The dream of bipartisan consensus collapsed. We became two Americas, one Red and one Blue. Partisanship became a blood sport. New media - talk radio, cable news, blogs - gave rise to a partisan atmosphere in which the notion of common ground became unthinkable.

That is, until November 4, 2008, and it became thinkable again. Those white folks I was keeping an eye on at the polling place in Scranton had voted overwhelmingly to elect a President named Barack Hussein Obama, whose mother was a white agnostic and whose father was a Muslim from Kenya. So too had a majority of the voters in Florida, and Virginia, and Indiana, and North Carolina - North Carolina for goodness sake! So too did every member of my family. Suddenly it became possible to believe in President Obama's vision of a country that was more than just a collection of warring Red States and Blue States, but instead, the United States of America.

President Obama has enormous substantive challenges ahead of him. We are in the deepest recession since the 1930s. Unemployment just went way up. Serious health care reform is no longer optional. We are in two wars. Al Qaeda is still out there.

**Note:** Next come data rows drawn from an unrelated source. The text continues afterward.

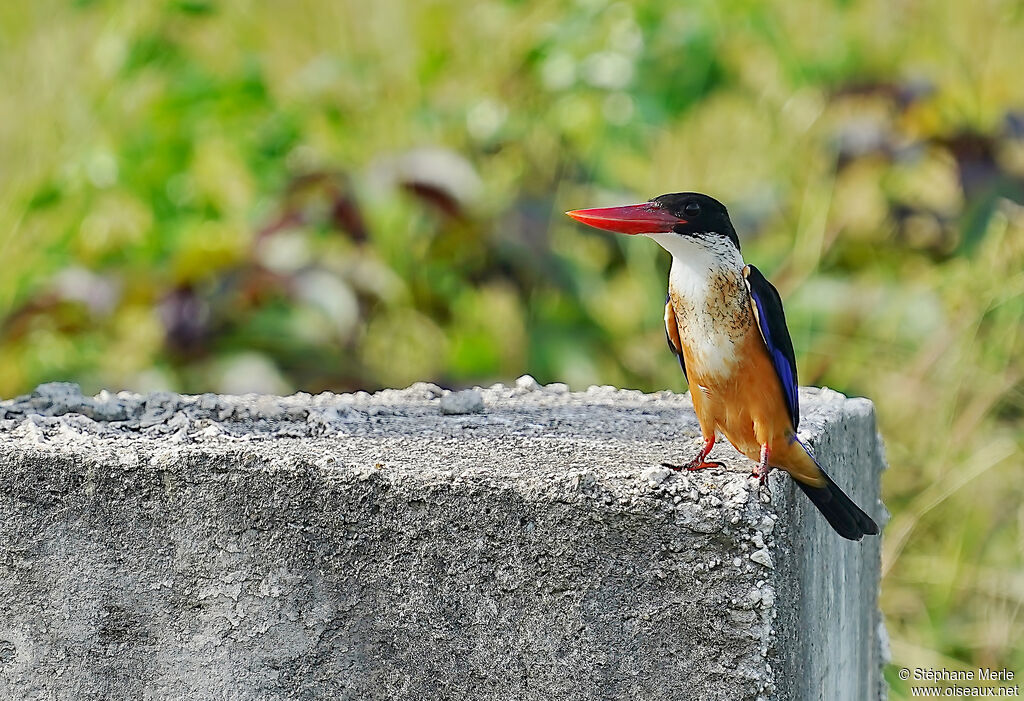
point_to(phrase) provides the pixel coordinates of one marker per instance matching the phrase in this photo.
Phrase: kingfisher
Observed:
(724, 321)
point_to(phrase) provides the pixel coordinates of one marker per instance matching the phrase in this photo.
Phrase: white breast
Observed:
(710, 299)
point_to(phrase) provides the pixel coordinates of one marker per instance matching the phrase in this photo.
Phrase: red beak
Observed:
(645, 218)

But I believe that President Obama's greatest challenge transcends any substantive issue. He must rediscover FDR's vision for America and its role in the world and make it a reality. And we have to help him. We need to reclaim liberal patriotism.

It's not going to be easy. President Obama is coming under attack from both the Right and the Left. The attacks from the Right are to be expected, but the level of their viciousness almost defies belief. The attacks from some on the Left are almost as bad. Extreme partisanship has not only become a bad habit, it has become an industry. Many pundits of the Left and the Right do not want to see Americans work together, they do not want to admit of the possibility of common ground. Doing so would put them out of a job.

But there are bigger forces at work today than the insidious blather of partisan pundits. The peoples of the world stand on the brink of a new era, and it can be an era of peace, prosperity and freedom. There is no Cold War. In fact, there is no war at all among the major powers of the world and it is almost impossible to conceive of any danger of such a war arising in the foreseeable future. Economic development is on the march in China, India and Brazil. We can seriously talk about ending extreme poverty in the world. Technology has made interconnectedness and the free flow of ideas an unstoppable force. We have seen the rise of the spirit of liberty even in a country as rigid and authoritarian as Iran.

And notwithstanding everything America has done wrong in the past 50 years, much of the world still sees America as its beacon of hope. They see the America that I saw on November 4, 2008. They hear the words that inspired Mandela.

On this Fourth of July, I would like to salute my sister-in-law, a successful ob-gyn practitioner. She has gone to do volunteer work in a hospital in rural Kenya. She is one of the greatest patriots I know.